A man from Shanghai bought his wife the new gadget soon after it was released last month, but she was shocked to discover it could be unlocked by her teenage son.

The man, identified only by his surname Liu, phoned Apple’s customer service hotline to report the problem.

“Our son was using it and didn’t know the password”, he said, according to Shandong TV Station .

He was told it was an isolated case and was due to the fact his wife and son look very similar. However, Apple has reportedly launched an investigation into the Liu family’s claims.


This is not the first reported incident of Chinese users being able to unlock each other’s iPhone Xs.

Last week, AsiaOne reported that a woman from Nanjing discovered her colleague was able to unlock her phone using Face ID.

When Madam Yan first called Apple’s hotline to complain about the problem, the customer service representative told her it was “impossible”.

However, when pair took the phone to the store to prove what had happened, they found they could unlock all the phones in the store.



“We look quite ordinary.

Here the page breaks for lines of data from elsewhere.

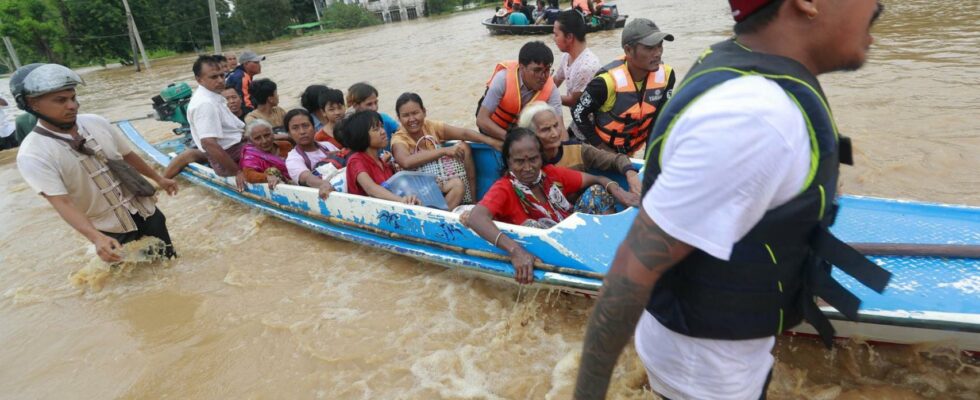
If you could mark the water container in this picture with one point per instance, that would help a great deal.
(420, 184)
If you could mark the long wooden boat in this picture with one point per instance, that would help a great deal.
(504, 29)
(930, 299)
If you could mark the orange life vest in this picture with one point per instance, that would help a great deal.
(509, 108)
(626, 126)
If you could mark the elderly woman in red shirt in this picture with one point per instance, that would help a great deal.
(532, 194)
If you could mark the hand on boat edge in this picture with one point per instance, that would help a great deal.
(523, 263)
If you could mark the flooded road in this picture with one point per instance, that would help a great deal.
(259, 308)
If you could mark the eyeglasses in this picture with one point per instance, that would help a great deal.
(541, 71)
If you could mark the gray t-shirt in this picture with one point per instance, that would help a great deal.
(496, 91)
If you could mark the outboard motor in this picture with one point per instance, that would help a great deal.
(171, 105)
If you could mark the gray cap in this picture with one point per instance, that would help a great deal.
(644, 31)
(248, 56)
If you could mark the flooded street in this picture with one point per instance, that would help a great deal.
(259, 308)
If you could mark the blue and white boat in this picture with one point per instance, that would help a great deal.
(930, 299)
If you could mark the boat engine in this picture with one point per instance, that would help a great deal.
(171, 105)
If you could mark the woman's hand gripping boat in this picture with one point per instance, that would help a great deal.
(929, 299)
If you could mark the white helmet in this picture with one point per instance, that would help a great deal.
(38, 79)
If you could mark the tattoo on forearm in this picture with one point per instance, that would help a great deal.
(622, 302)
(610, 327)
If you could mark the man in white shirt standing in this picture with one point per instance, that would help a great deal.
(732, 243)
(577, 65)
(66, 160)
(214, 128)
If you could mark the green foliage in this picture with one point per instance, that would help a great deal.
(99, 30)
(160, 53)
(88, 32)
(347, 16)
(36, 29)
(262, 19)
(442, 6)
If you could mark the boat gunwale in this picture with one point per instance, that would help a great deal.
(587, 286)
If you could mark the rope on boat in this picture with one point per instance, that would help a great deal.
(919, 250)
(392, 235)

What if someone picks up my phone and opens it?” said Madam Yan’s colleague, Madam Wan.

“Then they could buy stuff through my phone and make payments. We don’t have any sense of security.”

Apple claims the probability that a random person in the population could look at your iPhone X and unlock it using Face ID is approximately one in a million. However, there are some caveats.

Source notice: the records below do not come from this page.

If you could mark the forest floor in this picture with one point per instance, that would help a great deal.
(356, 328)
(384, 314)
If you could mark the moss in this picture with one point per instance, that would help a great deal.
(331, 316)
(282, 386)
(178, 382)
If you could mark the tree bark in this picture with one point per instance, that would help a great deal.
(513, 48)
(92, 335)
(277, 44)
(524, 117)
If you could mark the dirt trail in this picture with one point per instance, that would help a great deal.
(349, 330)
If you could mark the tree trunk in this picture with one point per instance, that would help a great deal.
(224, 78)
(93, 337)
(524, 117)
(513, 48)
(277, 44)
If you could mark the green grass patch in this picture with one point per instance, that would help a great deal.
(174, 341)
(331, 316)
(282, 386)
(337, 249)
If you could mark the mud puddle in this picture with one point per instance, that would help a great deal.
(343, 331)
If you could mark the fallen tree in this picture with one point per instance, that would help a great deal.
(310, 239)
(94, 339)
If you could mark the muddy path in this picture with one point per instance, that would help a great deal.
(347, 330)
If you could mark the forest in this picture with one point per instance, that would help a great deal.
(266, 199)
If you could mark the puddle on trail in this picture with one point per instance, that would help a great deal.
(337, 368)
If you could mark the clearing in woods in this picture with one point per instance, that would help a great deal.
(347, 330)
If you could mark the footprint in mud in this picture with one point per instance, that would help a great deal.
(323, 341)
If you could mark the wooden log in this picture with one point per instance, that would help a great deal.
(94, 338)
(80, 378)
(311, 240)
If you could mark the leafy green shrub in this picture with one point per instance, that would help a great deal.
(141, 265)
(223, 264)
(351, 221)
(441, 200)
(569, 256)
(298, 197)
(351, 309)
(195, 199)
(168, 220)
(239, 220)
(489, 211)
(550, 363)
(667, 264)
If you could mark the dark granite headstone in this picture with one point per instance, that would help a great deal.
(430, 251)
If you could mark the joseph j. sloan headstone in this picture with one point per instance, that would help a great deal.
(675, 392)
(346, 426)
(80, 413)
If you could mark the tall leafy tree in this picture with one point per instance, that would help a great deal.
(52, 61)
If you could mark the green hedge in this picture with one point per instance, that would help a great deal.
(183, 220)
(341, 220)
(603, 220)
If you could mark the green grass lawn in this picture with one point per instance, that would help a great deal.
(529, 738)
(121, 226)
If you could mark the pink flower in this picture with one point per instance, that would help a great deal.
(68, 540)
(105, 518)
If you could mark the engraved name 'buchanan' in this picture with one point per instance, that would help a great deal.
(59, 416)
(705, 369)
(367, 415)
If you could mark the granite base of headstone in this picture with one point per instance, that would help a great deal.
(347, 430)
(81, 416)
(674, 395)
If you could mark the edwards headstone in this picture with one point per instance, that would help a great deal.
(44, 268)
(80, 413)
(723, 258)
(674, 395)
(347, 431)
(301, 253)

If you have a twin or a sibling who looks very similar to you, the probability of a false match is higher.


It is also higher for children under the age of 13, because their distinct facial features may not have fully developed, according to Apple.

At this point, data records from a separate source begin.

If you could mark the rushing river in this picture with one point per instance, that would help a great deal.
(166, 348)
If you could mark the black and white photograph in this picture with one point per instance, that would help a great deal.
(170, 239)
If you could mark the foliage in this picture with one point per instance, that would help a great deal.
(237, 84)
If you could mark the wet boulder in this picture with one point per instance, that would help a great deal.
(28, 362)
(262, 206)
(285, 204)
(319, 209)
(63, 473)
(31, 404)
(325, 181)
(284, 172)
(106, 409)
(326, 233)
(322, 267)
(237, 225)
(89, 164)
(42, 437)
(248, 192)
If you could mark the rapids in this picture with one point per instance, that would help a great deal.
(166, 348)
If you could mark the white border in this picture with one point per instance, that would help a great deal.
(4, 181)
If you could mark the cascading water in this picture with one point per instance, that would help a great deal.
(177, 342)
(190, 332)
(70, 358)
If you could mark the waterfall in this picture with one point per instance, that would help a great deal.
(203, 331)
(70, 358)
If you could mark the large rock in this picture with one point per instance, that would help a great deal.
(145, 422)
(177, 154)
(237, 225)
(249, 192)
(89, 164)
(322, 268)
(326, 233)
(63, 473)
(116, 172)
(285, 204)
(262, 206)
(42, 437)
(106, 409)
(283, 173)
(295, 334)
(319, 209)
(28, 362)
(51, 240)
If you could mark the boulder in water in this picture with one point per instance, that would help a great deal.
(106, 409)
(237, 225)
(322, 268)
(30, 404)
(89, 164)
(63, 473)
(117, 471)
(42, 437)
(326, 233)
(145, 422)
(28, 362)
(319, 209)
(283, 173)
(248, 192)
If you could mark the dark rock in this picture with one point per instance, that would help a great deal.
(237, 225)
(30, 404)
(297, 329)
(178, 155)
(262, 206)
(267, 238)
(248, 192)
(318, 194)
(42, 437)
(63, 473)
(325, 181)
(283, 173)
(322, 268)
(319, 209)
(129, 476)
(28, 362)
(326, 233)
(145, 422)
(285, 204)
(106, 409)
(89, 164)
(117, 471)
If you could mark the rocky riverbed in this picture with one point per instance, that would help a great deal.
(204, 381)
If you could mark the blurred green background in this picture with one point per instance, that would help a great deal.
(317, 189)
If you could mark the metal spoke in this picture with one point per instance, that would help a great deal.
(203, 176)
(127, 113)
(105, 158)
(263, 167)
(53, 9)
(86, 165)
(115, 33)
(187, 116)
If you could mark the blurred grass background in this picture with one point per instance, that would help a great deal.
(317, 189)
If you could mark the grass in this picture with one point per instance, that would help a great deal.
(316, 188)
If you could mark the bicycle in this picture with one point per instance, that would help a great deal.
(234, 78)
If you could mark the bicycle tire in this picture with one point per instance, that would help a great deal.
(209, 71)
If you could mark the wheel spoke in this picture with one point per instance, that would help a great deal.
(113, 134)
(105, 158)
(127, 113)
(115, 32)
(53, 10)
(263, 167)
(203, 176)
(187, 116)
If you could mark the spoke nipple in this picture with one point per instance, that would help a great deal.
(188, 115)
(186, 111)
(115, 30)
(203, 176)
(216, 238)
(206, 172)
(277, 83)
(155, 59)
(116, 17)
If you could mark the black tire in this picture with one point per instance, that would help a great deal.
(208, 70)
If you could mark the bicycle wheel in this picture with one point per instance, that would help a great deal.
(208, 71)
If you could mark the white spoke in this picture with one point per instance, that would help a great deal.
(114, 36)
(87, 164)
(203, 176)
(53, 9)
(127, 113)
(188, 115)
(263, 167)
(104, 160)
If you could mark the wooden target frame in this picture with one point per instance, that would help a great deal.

The company claims to have worked with people all over the world to ensure the product accessible to people of different ethnicities.

“We worked with participants from around the world to include a representative group of people accounting for gender, age, ethnicity, and other factors,” said Cynthia Hogan , Apple’s vice president of public policy for the Americas, in October.

“We augmented the studies as needed to provide a high degree of accuracy for a diverse range of users.”